Undistracted.

Aside Posted on

“No one could ever accuse us of being a well-oiled machine.”

My pastor said this once to me after a church service, and it’s stuck with me. It still makes me laugh, because it is so true, and I am so thankful for it. I was hired on staff at theHeart when I was 20 years old – just a junior religious studies major who had spent my life singing on stage, but NEVER led a band. Leading worship was intimidating, because although anybody would come to our church and assume that I fit the mold of contemporary worship leaders (20-something-years-old, vague Christian tattoo on my wrist, wearing skinny jeans), I am totally jaded by contemporary church culture, because I have been a part of it, and I’ve watched the goal of worship totally slip away from the act of worship.
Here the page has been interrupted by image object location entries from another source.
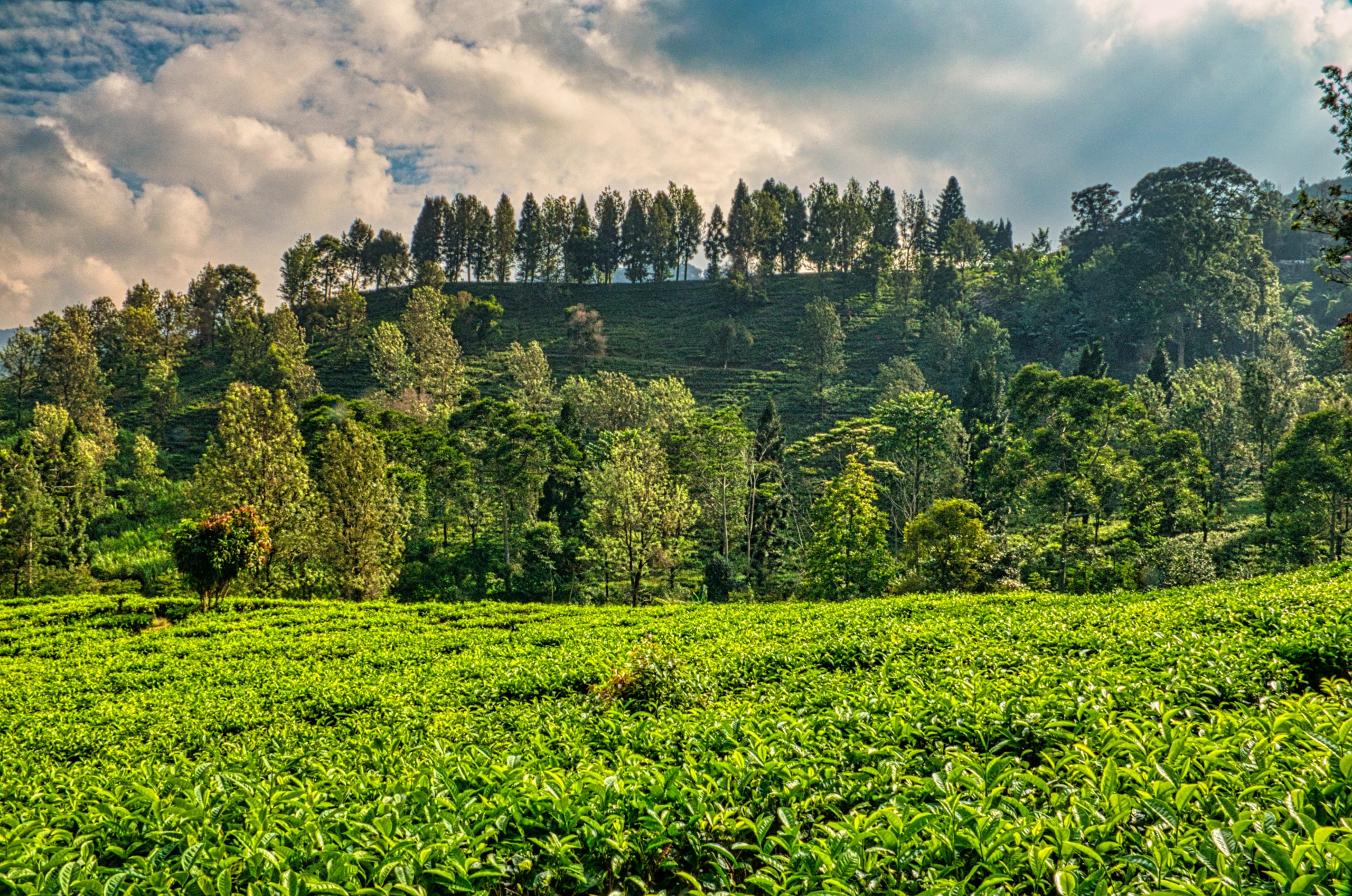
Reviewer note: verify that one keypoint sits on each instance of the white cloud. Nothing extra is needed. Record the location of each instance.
(299, 117)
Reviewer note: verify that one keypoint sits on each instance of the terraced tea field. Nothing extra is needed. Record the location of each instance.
(1020, 744)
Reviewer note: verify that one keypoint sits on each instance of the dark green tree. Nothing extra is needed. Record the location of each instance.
(530, 240)
(951, 210)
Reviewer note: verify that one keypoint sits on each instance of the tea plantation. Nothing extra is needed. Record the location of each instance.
(1020, 744)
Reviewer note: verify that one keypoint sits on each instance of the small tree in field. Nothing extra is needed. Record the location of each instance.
(211, 553)
(848, 556)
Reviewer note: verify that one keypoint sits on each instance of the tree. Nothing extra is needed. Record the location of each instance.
(580, 254)
(428, 233)
(348, 326)
(529, 368)
(721, 446)
(633, 235)
(1329, 211)
(529, 240)
(30, 515)
(556, 221)
(68, 370)
(437, 370)
(213, 552)
(741, 230)
(353, 252)
(387, 259)
(586, 332)
(767, 496)
(1208, 402)
(1268, 404)
(503, 238)
(923, 441)
(951, 210)
(824, 348)
(947, 545)
(720, 579)
(727, 339)
(885, 216)
(21, 360)
(663, 248)
(301, 273)
(1095, 211)
(637, 510)
(255, 458)
(716, 240)
(690, 223)
(794, 235)
(609, 213)
(848, 554)
(363, 523)
(288, 351)
(69, 467)
(822, 225)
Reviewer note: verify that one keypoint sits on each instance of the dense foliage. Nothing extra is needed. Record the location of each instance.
(1027, 742)
(1163, 399)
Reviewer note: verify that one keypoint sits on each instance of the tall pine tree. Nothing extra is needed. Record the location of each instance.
(529, 240)
(951, 209)
(767, 498)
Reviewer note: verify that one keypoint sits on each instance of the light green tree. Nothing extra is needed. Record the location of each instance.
(848, 554)
(947, 545)
(824, 348)
(363, 523)
(390, 361)
(534, 382)
(639, 511)
(256, 460)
I’ve watched churches and people that I love become more concerned with being relevant for the sake of the Gospel than for simply attempting to be the Gospel. Does that make sense? As technology has increased there has been a massive influx of marketing and production within the Church. We’re living within a church culture that can be over focused on luring guests in with free t-shirts, first-timer gifts, elaborate productions for a worshipful atmosphere, and an obsession with social media marketing. It draws the biggest, youngest crowds, and it also draws a lot of criticism. I can’t tell you how many times I’ve heard the phrase “creating a worship experience”. I would never in a million years say that the motivation behind the production is wrong. We (the capital C, Church) want to embrace the culture we live in, and we want more people to know Christ. That’s great. But the problem is when we spend more time and energy in the shallow presentation of our relevance than the deep, spontaneous movement of the Holy Spirit. The problem is when the production and the creation of a worship experience distracts us from being open to improvisation with the Holy Spirit.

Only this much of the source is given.